General Education Philosophy Statement of the EC, written by Eric Clausen, 1972
While the plans for the EC addressed the four lost teaching opportunities identified at the beginning of the project, real world modifications were made to the operation of the program. The vision of the wholly student-driven-experience eroded quickly as the realities of education and responsibility reared their heads.
The pass-fail grading system never fully came online. Individual faculty determined their own grading scale. Some used the pass-fail system while others used an A-B-C-fail system.
In theory, EC students could define their own goals for mini-courses or individual projects. It became clear, however, that with this "freedom" came some interesting and conflicting ideas about what was scholarly and the level of quality appropriate to class goals. The lack of set standards for minimum or maximum achievement led to a consensus that there had to be modicum of direction given by faculty, but where should the line be drawn?
As the EC program matured, faculty began to hint at required minimum goals for a course or project, thus increasing the power of their position at the expense of the students' independence. In attempting to provide good counsel for their students, faculty took away some of the freedom and equality on which the program was based.

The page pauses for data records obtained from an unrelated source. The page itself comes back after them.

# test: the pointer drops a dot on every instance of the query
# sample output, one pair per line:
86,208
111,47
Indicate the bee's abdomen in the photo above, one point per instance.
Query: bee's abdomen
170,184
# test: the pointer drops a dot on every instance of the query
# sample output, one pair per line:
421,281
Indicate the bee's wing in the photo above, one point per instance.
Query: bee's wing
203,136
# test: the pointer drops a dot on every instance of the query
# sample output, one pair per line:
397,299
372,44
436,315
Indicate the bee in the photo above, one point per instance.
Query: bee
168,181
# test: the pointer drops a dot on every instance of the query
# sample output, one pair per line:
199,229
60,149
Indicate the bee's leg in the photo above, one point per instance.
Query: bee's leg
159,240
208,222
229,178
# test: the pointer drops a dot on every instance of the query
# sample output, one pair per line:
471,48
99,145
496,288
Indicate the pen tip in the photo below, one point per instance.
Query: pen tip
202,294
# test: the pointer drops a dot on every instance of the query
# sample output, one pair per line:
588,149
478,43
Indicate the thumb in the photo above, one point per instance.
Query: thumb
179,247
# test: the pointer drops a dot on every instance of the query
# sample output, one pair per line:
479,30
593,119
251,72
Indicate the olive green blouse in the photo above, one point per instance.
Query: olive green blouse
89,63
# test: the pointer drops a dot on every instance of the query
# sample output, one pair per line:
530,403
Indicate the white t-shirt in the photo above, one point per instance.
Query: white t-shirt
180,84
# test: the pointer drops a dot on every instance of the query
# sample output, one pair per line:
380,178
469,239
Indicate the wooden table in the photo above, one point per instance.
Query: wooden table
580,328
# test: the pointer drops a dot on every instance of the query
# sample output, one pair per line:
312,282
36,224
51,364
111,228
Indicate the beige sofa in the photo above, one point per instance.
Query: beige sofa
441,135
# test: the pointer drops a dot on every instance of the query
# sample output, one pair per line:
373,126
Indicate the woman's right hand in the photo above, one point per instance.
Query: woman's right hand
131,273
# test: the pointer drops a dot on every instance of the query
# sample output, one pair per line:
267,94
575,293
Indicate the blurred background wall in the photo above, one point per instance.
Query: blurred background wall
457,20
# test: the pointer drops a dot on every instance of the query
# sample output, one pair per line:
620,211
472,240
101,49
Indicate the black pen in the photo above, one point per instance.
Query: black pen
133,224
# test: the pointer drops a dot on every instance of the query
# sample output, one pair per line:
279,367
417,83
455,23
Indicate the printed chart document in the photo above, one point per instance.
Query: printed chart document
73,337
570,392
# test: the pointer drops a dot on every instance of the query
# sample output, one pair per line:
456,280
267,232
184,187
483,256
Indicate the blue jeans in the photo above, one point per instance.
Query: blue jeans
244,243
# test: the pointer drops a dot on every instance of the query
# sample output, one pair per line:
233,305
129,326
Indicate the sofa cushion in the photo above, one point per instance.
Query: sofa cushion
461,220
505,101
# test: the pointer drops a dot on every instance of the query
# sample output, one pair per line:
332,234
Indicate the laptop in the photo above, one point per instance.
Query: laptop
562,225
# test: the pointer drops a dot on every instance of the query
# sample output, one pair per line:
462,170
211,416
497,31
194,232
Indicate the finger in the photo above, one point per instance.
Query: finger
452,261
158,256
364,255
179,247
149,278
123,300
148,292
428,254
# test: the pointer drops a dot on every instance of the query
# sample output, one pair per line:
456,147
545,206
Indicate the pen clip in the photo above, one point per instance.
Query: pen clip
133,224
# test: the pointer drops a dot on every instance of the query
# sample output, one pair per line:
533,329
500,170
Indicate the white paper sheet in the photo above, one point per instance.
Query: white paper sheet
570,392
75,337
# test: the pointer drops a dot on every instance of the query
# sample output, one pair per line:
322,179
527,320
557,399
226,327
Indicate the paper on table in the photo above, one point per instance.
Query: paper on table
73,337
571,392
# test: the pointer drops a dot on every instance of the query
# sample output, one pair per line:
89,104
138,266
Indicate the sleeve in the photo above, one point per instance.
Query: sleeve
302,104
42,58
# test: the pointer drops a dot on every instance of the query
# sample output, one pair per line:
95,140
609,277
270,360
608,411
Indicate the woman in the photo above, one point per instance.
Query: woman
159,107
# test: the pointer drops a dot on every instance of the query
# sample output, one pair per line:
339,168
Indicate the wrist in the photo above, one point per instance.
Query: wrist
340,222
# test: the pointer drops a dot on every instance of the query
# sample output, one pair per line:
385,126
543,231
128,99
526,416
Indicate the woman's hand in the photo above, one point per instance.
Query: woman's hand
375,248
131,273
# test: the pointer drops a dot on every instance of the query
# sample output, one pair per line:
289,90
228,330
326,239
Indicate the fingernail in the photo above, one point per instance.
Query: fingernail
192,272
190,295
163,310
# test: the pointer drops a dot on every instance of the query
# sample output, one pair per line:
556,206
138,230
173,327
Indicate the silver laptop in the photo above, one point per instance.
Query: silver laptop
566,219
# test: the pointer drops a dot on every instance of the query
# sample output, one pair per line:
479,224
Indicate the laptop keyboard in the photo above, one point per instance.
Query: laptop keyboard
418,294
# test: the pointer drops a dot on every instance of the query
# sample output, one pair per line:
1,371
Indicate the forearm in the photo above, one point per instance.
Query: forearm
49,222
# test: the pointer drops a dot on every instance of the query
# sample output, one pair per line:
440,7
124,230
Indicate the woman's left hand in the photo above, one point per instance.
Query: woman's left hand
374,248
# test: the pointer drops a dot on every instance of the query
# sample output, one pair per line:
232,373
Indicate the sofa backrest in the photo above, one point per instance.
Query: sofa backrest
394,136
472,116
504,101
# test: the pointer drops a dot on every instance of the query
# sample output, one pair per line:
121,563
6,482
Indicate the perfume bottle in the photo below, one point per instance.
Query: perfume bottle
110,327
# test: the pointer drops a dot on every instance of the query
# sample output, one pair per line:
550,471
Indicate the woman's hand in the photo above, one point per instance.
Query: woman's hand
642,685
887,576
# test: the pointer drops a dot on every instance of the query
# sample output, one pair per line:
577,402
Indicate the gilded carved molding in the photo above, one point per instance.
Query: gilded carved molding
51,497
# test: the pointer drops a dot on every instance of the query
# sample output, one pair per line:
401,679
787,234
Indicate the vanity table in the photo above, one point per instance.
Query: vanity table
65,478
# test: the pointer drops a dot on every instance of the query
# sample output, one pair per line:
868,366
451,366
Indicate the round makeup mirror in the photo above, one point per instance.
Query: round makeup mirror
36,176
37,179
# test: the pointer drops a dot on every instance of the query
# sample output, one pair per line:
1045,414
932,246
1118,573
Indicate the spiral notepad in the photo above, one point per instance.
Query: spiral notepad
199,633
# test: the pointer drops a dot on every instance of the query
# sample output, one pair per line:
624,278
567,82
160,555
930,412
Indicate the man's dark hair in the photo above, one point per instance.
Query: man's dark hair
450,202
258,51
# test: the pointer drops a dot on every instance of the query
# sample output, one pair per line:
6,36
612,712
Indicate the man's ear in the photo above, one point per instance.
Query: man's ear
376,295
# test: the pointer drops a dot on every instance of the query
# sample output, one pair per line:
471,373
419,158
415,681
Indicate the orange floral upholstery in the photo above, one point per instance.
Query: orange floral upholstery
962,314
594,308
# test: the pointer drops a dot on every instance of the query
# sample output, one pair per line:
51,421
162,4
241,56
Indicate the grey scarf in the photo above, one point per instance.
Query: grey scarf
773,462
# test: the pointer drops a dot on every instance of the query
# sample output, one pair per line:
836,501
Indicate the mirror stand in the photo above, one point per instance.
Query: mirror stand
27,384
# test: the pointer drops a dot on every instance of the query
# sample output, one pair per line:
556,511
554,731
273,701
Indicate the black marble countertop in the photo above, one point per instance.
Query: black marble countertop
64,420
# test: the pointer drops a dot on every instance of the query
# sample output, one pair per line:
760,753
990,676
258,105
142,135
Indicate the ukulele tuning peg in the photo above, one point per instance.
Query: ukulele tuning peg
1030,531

This reduction of student independence brought backlash, as can be seen in a series of letters to the editor of the Journal of the Experimental College. Penned by Roger Naggeles, who identified himself as an EC student, the letters chided the administrators of the EC for selling out their ideals about student independence. Naggeles argued that, in protecting students from their own decisions, the faculty at the EC were doing the students no favors. In fact, they were doing harm by undercutting the students' freedom to determine their own education, exactly the freedom upon which the EC had been designed.